Researchers from Latin America and the United States used a combination of large nets and small lace bags to manipulate coffee plants across 30 farms, excluding birds and bees. They examined four distinct scenarios: bird activity alone (pest control), bee activity alone (pollination), no bird or bee activity at all, and finally, a natural environment in which bees and birds were free to pollinate and eat insects such as the coffee berry borer, one of the most destructive pests affecting coffee production globally.
The study found that the combined beneficial effects of birds and bees on fruit set, fruit weight, and fruit uniformity – all of which are critical factors in fruit quality and price – were greater than their individual beneficial effects. Without birds and bees, the average yield dropped by nearly 25%, to approximately $1,066 per hectare.
“One reason we quantify these contributions is to aid in the protection and conservation of the numerous species on which we rely and often take for granted,” says Natalia Aristizábal, a PhD candidate at UVM’s Gund Institute for Environment and Rubenstein School of Environment and Natural Resources. “Birds, bees, and millions of other species sustain our lives and livelihoods, but they face threats such as habitat loss and climate change.”

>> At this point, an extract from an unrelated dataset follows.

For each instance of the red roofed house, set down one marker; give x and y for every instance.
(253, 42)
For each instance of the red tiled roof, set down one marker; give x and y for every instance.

One of the most surprising findings of the study was that many of the birds used to control pests on coffee plants in Costa Rica had migrated thousands of miles from Canada and the United States, including Vermont, where the UVM team is based. Additionally, the team is examining how changing farm landscapes affect birds’ and bees’ ability to contribute to coffee production. They are backed by the United States. The Neotropical Migratory Bird Conservation Act is administered by the Fish and Wildlife Service.